Abstract ID: 844
Part of Session 172: Urban Language Conflict (Other abstracts in this session)
Authors: Van Mensel, Luk
Submitted by: Van Mensel, Luk (Université de Namur, Belgium)
With processes of globalisation and urbanisation causing shifts in the status and power of ‘traditional’ language communities, we can expect members of linguistic elites belonging to these communities to look for new ways of maintaining their status. One way of doing this is through a “celebration of fusion and hybridity” (Heller 2001), which (perhaps only superficially) stands in opposition to a monolingual ideology. However, other members of the existing elite may deny the legitimacy of this linguistic hybridity, and conflict may thus arise not only between but also within established language groups.
In Brussels, the capital of Belgium, which is officially bilingual but effectively multilingual (Janssens 2007), French is still used as a lingua franca, but its status has declined in favour of English and Dutch. The opposition between the two official language communities - French and Dutch - remains strong in politics and the media, and it is still institutionally enshrined. But although Brussels has turned into a multilingual city, it appears a difficult endeavour for its inhabitants to avoid being categorized into one of the pre-defined linguistic groups.

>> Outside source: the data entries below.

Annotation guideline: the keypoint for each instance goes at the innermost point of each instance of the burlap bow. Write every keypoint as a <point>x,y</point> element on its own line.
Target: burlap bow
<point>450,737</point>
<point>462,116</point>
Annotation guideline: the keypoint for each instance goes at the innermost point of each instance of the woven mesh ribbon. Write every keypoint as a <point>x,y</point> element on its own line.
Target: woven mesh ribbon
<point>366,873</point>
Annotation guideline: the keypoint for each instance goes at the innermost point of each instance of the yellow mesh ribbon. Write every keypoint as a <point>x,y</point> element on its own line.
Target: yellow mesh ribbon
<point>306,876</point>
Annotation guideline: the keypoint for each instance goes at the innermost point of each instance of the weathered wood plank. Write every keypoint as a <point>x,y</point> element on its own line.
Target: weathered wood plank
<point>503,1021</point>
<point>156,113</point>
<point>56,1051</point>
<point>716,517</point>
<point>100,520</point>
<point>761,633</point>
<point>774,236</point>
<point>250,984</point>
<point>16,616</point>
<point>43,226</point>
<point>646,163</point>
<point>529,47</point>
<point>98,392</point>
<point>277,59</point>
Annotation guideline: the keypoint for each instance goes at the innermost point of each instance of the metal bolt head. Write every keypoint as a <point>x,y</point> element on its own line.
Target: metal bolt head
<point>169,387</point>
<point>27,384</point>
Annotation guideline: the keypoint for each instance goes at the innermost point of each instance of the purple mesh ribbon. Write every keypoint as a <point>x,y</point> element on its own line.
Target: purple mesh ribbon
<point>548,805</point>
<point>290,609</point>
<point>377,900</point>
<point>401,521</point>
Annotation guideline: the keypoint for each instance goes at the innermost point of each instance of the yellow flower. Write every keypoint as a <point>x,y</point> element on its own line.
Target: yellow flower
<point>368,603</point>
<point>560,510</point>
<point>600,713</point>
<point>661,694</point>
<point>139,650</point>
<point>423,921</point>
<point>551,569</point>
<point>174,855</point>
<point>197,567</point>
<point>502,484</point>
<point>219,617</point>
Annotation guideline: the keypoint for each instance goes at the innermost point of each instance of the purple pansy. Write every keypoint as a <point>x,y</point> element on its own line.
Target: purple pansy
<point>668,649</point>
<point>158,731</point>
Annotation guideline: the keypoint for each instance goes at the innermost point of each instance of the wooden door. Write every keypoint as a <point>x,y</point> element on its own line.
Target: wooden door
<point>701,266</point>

In this paper, I will illustrate this through a detailed analysis of a narrative by a Francophone informant living in Brussels, in which he reports on the difficulties he experiences in claiming a (linguistically) hybrid identity for himself and his children. Adopting a discourse analytical approach, I aim to show how in this case, conflict is lived out within the individual on two levels: on the level of the in-group vs. the out-group, i.e. monolingual Flemish vs. monolingual French, on the one hand, and on the level of the Francophone group itself on the other. In this way, language conflict appears to reflect a struggle between competing discourses on language rather than between languages. A theory of language conflict should, in my view, take these issues into account, and I would argue in favour of a qualitative approach which focuses on how social actors deal with competing language ideologies, in order to uncover the complexities of language conflict as it emerges in contemporary urban settings.